William Hogarth – The Company of Undertakers or Quacks in Consultation
William Hogarth – The Company of Undertakers or Quacks in Consultation. The caricature is presented as a mock coat of arms for physicians, within a shield bordered with black, and with crossed femurs as supporters.
The lower half of the image shows a ‘consultation’ of eleven doctors. All heavily caricaturised and bewigged, sniffing at their pomander topped canes, and with the central figure demonstrating the use of a urinal.
The three sinister looking characters at the top are the famous cross eyed bonesetter Mrs Mapp wearing a harlequin suit and carrying a deformed hip bone.

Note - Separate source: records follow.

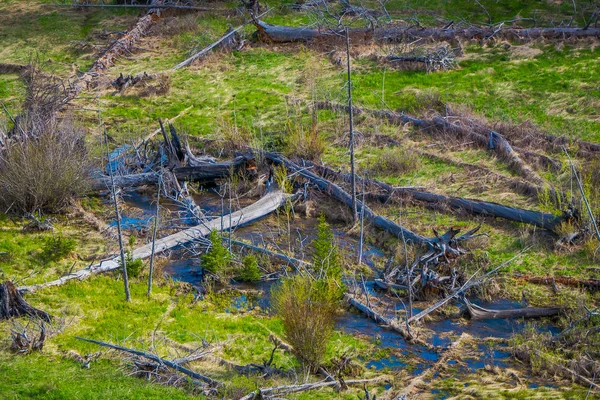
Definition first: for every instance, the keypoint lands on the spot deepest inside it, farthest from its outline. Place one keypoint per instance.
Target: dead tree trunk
(442, 202)
(263, 207)
(283, 34)
(493, 141)
(120, 47)
(378, 221)
(13, 305)
(477, 313)
(204, 174)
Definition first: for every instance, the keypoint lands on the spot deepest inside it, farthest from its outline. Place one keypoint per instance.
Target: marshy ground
(260, 95)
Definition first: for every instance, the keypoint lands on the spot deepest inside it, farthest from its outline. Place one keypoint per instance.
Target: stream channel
(139, 210)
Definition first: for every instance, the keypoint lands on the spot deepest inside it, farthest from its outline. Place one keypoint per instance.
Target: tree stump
(12, 304)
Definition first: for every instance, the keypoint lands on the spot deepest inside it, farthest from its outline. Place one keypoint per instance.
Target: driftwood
(288, 389)
(592, 284)
(477, 313)
(13, 305)
(161, 361)
(263, 207)
(491, 140)
(294, 261)
(205, 173)
(123, 82)
(380, 319)
(441, 202)
(283, 34)
(120, 47)
(466, 286)
(226, 40)
(380, 283)
(445, 243)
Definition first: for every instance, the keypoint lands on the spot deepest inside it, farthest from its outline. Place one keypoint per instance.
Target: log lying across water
(12, 304)
(478, 313)
(285, 34)
(118, 48)
(203, 173)
(263, 207)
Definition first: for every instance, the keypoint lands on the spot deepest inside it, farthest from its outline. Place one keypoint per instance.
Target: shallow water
(189, 270)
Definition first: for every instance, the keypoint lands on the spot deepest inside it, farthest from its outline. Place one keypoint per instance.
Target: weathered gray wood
(152, 357)
(438, 201)
(204, 173)
(266, 205)
(477, 313)
(283, 34)
(12, 304)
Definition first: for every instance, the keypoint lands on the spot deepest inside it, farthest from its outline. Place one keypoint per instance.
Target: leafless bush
(43, 171)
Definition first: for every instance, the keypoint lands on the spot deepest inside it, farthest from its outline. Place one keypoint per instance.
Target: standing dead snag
(13, 305)
(177, 367)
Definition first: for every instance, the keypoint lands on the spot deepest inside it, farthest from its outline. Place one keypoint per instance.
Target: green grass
(40, 376)
(553, 86)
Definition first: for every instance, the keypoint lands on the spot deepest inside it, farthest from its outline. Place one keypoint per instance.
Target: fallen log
(224, 41)
(294, 261)
(288, 389)
(380, 319)
(286, 34)
(400, 232)
(466, 286)
(205, 173)
(13, 305)
(478, 313)
(161, 361)
(442, 202)
(592, 284)
(492, 140)
(263, 207)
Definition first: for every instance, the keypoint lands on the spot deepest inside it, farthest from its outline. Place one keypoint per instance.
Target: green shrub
(134, 266)
(250, 271)
(217, 259)
(326, 259)
(56, 248)
(307, 309)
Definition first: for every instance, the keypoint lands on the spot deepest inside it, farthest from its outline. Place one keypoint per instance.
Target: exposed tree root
(445, 203)
(13, 305)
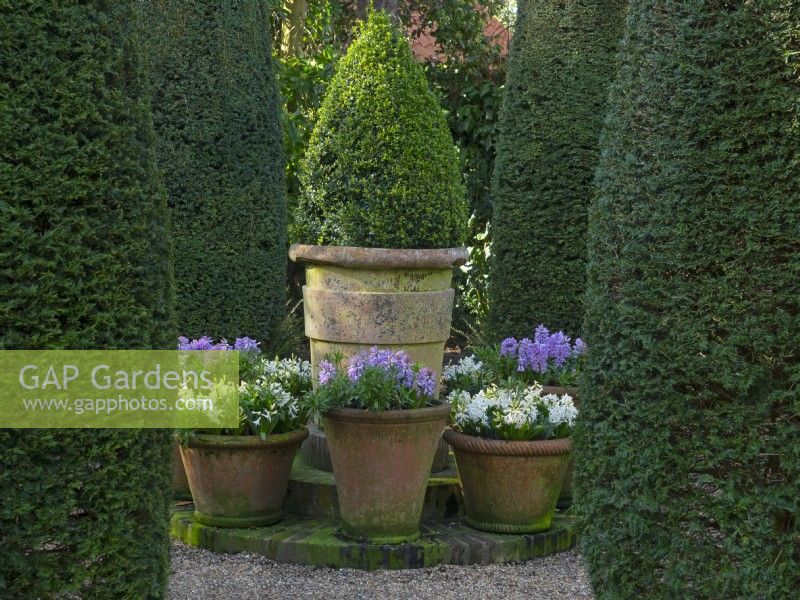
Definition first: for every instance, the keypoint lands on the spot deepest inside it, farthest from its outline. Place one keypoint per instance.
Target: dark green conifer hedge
(562, 61)
(688, 470)
(381, 169)
(85, 262)
(217, 118)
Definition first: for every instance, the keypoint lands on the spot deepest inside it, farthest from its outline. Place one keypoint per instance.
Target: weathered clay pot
(381, 462)
(356, 298)
(180, 484)
(509, 487)
(240, 481)
(565, 498)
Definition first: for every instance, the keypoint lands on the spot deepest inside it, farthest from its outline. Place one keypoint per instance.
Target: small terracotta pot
(565, 498)
(180, 484)
(240, 481)
(381, 462)
(509, 487)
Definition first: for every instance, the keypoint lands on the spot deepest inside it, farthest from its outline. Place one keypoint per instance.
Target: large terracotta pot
(565, 498)
(180, 484)
(509, 487)
(381, 462)
(356, 298)
(240, 481)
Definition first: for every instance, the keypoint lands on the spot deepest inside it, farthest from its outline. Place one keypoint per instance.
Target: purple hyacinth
(327, 371)
(559, 348)
(541, 335)
(397, 362)
(355, 367)
(508, 347)
(247, 344)
(532, 355)
(203, 343)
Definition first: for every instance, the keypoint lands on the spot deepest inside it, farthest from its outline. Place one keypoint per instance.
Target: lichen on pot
(509, 487)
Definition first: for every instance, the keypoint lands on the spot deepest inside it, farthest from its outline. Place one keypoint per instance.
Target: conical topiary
(688, 461)
(562, 62)
(381, 169)
(216, 112)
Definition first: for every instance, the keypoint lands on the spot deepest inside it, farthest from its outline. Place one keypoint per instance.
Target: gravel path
(200, 574)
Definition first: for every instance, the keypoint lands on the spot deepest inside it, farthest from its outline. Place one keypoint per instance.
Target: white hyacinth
(467, 366)
(502, 411)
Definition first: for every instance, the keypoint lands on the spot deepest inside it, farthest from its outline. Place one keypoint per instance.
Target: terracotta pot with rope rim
(509, 487)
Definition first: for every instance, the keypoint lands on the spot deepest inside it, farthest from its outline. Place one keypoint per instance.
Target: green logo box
(174, 389)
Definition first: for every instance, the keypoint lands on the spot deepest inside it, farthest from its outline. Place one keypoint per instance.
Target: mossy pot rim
(388, 417)
(478, 445)
(246, 442)
(355, 257)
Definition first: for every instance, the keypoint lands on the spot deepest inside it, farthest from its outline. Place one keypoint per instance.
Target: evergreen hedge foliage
(381, 169)
(562, 61)
(688, 470)
(84, 263)
(217, 117)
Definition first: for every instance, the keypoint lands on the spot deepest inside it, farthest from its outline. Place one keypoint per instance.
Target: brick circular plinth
(307, 541)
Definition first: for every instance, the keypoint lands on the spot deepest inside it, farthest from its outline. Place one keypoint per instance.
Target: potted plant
(549, 359)
(238, 477)
(382, 215)
(249, 360)
(512, 449)
(383, 427)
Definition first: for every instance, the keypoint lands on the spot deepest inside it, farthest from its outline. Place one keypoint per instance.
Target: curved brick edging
(306, 541)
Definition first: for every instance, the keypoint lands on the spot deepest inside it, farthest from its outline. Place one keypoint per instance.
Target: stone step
(316, 541)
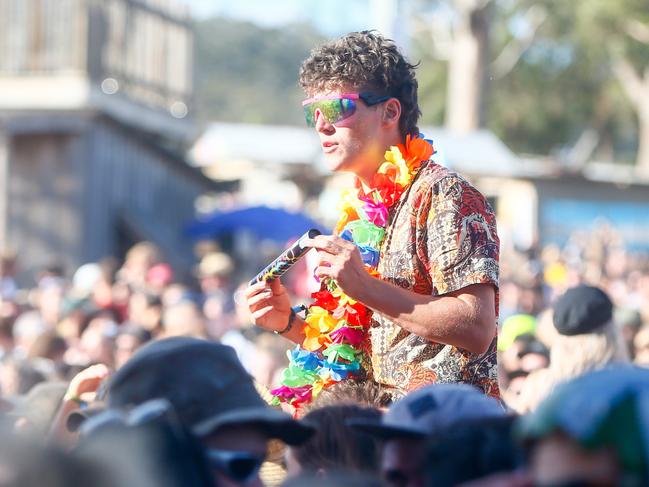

Flanked on the left by the quack oculist John Taylor who has a knowingly winking eye engraved on the silver top of his cane. And the quack doctor Joshua ‘Spot’ Ward, so called after the massive port wine birthmark on his face. Paulson 144 II/II.
William Hogarth, (born November 10, 1697, London, England—died October 26, 1764, London). The first great English-born artist to attract admiration abroad. Best known for his MORAL and satirical engravings and paintings—e.g., A Rake’s Progress (eight scenes,1733).
His attempts to build a reputation as a history painter and portraitist, however, met with financial disappointment. His aesthetic theories had more influence in Romantic literature than in painting.